Quintilian On The Self-Discipline Of Teaching

Marcus Fabius Quintilianus was born about 35 A.D. at Calagurris. Young Quintilian was sent to Rome for his education and among his teachers were the famous grammaticus Remmius Palaemon, and the rhetorician Domitius Afer. After returning to his native land, he was brought back to Rome in 68 A.D. by Galba, then governor of Hispania Tarraconensis. At Rome he met with great success as a teacher and was the first rhetorician to set up a genuine public school and to receive a salary from the State. He continued to teach for twenty years and had among his pupils the younger Pliny and the two sons of Domitilla, the sister of Domitian.

Quintilian

Quintilian writes: “1. AS SOON therefore as a boy shall have attained such proficiency in his studies as to be able to comprehend what we have called the first precepts of the teachers of rhetoric, he must be put under the professors of that art.
2. Of these professors the morals must first be ascertained, a point of which I proceed to treat in this part of my work, not because I do not think that the same examination is to be made, and with the utmost care, in regard also to other teachers (as indeed I have shown in the preceding book), but because the very age of the pupils makes attention to the matter still more necessary. 3. For boys are consigned to these professors when almost grown up and continue their studies under them even after they are become men. Greater care must in consequence be adopted with regard to them in order that the purity of the master may secure their more tender years from corruption and that his authority deter their bolder age from licentiousness. 4. Nor is it enough that he give, in himself, an example of the strictest morality, unless he regulate also, by severity of discipline, the conduct of those who come to receive his instructions.

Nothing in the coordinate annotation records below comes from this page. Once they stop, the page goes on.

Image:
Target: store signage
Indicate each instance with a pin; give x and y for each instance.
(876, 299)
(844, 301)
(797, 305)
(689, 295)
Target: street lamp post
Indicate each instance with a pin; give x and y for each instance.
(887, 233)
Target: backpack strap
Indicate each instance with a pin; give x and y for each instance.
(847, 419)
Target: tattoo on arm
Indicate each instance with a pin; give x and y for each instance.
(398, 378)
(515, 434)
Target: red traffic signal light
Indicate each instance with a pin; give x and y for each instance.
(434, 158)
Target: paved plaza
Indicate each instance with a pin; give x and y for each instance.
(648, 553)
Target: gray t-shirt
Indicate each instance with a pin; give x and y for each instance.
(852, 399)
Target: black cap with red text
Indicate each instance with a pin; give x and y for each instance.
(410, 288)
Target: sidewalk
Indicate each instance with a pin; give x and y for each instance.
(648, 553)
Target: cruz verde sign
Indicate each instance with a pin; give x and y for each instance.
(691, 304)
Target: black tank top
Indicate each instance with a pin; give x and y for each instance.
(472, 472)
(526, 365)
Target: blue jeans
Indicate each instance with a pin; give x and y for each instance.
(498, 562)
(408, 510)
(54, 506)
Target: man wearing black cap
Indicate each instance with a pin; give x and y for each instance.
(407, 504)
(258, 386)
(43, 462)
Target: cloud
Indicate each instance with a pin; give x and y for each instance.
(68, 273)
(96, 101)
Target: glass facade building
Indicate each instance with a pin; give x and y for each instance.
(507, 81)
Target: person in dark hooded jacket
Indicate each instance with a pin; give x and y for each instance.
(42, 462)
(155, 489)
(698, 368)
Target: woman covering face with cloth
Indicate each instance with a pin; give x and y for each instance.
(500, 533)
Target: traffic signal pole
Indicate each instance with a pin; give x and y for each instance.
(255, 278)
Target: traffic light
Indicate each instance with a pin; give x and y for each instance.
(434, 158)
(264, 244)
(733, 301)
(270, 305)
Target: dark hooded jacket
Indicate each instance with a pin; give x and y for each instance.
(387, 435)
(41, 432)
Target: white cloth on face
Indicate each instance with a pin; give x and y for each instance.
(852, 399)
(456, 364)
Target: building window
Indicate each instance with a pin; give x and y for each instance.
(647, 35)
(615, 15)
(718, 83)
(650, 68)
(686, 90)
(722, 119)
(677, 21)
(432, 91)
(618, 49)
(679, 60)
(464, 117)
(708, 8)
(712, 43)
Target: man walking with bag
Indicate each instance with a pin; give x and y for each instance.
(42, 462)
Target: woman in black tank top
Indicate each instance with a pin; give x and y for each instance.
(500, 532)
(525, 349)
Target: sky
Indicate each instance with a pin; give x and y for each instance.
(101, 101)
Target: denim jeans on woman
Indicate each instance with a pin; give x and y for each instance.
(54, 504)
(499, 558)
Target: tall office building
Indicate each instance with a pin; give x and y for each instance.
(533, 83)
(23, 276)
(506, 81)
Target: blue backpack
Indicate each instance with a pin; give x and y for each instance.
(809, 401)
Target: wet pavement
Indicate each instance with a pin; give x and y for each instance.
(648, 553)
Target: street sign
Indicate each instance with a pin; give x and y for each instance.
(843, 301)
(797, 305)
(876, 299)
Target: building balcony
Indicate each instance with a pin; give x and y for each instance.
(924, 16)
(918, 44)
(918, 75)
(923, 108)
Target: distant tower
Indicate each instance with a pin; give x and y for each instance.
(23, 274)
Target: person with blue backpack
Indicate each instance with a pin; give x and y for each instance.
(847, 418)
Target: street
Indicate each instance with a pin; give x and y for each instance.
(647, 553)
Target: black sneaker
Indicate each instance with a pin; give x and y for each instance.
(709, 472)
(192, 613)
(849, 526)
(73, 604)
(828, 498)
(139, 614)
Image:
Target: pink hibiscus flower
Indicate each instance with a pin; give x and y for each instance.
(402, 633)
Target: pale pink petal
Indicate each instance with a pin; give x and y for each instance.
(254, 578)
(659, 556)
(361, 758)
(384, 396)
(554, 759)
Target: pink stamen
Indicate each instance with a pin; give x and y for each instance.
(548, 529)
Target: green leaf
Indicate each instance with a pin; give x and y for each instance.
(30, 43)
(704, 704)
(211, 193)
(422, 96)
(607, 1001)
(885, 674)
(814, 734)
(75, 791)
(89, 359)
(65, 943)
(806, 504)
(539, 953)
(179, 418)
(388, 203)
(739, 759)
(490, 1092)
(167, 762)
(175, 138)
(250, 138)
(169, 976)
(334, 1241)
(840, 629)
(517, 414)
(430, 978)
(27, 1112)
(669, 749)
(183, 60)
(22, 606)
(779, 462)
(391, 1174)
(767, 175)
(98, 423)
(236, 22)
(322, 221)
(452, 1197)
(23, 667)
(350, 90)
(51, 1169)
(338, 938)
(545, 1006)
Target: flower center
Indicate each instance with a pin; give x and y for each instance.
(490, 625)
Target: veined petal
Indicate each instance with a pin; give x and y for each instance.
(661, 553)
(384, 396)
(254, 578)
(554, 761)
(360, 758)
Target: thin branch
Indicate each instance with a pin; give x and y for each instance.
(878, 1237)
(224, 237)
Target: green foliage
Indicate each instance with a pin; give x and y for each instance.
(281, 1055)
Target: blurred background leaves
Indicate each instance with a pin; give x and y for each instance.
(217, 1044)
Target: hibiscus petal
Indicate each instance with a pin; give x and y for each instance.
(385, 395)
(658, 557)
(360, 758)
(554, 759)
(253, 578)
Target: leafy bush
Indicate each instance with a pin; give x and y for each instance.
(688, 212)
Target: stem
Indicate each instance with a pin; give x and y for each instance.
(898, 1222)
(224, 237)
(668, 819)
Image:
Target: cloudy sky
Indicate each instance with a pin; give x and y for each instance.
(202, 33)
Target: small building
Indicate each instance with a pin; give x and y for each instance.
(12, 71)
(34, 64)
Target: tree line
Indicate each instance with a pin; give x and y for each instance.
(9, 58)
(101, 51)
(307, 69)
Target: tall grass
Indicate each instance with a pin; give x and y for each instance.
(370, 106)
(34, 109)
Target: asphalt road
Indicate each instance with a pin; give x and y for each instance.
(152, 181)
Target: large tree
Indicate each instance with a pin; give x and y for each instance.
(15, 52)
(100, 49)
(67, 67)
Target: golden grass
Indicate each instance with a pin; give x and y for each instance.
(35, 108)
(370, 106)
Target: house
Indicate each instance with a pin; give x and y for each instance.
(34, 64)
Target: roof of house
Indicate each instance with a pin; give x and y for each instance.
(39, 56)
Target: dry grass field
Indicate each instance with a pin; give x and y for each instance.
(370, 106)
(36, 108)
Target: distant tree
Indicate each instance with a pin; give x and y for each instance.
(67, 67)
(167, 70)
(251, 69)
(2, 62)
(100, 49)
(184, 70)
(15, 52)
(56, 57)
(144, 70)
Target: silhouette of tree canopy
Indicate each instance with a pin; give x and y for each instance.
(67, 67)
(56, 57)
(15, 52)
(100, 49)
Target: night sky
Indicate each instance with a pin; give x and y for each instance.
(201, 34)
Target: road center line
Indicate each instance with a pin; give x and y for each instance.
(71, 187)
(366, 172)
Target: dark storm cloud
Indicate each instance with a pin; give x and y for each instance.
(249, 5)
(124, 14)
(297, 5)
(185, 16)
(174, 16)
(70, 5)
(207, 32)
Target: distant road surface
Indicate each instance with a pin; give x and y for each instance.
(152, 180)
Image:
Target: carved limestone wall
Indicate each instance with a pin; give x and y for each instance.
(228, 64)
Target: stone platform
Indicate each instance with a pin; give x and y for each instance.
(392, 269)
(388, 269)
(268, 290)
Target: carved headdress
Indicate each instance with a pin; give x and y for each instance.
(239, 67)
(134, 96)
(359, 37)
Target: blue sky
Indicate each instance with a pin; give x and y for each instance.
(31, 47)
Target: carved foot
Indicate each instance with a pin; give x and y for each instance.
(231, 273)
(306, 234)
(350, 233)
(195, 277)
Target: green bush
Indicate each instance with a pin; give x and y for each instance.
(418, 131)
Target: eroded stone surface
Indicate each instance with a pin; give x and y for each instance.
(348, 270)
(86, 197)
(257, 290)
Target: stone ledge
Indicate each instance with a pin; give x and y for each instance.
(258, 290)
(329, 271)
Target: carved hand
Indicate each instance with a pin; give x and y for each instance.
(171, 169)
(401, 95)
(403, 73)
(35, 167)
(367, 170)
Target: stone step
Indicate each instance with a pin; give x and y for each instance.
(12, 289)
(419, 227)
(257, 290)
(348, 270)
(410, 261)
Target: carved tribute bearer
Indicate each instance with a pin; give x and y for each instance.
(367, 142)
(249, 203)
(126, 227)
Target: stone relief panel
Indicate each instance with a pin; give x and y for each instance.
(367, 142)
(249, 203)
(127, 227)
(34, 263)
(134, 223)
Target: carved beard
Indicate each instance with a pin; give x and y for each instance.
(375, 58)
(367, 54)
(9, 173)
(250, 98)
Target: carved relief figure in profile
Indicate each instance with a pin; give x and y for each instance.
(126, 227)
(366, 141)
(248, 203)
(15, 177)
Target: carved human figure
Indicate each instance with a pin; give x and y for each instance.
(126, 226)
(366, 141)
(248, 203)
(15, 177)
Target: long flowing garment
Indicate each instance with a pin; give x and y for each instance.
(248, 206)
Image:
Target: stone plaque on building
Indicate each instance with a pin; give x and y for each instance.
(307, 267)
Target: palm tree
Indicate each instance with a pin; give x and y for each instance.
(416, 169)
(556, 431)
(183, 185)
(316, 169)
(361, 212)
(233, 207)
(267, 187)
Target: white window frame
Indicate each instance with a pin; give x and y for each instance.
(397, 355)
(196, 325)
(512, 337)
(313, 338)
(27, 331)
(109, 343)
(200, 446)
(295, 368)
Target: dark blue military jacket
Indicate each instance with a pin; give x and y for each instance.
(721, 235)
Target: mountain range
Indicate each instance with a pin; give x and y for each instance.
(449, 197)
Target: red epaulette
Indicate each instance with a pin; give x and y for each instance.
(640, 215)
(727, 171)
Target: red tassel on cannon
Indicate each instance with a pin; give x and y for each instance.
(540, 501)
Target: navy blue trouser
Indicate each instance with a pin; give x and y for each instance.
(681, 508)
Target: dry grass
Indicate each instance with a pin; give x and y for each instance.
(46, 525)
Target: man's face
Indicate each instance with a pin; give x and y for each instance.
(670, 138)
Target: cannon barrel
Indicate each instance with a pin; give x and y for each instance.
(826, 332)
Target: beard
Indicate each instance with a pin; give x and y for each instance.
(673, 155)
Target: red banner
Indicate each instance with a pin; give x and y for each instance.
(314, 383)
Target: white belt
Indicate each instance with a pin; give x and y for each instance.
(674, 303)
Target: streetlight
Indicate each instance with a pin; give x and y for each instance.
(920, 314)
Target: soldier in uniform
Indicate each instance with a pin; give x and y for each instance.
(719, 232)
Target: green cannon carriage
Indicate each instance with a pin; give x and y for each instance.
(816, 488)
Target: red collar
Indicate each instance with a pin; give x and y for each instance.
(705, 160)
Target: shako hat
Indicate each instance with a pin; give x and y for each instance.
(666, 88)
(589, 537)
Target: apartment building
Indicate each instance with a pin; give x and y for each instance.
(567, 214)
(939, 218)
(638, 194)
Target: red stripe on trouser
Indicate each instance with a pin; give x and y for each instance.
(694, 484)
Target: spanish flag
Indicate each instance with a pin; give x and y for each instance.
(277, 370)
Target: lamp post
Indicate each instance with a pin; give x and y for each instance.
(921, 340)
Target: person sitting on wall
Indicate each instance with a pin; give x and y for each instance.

Let him adopt, then, above all things, the feelings of a parent towards his pupils and consider that he succeeds to the place of those by whom the children were entrusted to him. 5. Let him neither have vices in himself, nor tolerate them in others. Let his austerity not be stern, nor his affability too easy, lest dislike arise from the one or contempt from the other. Let him discourse frequently on what is honorable and good, for the oftener he admonishes, the more seldom will he have to chastise. Let him not be of an angry temper and yet not a conniver at what ought to be corrected. Let him be plain in his mode of teaching and patient of labor, but rather diligent in exacting tasks than fond of giving them of excessive length. 6. Let him reply readily to those who put questions to him and question of his own accord those who do not. In commending the exercises of his pupils, let him be neither niggardly nor lavish, for the one quality begets dislike of labor and the other self-complacency. 7. In amending what requires correction, let him not be harsh and, least of all, not reproachful, for that very circumstance that some tutors blame as if they hated deters many young men from their proposed course of study. Let him every day say something, and even much, which, when the pupils hear, they may carry away with them, for though he may point out to them in their course of reading plenty of examples for their imitation, yet the living voice, as it is called, feeds the mind more nutritiously, and especially the voice of the teacher, whom his pupils, if they are but rightly instructed, both love and reverence. How much more readily we imitate those whom we like can scarcely be expressed.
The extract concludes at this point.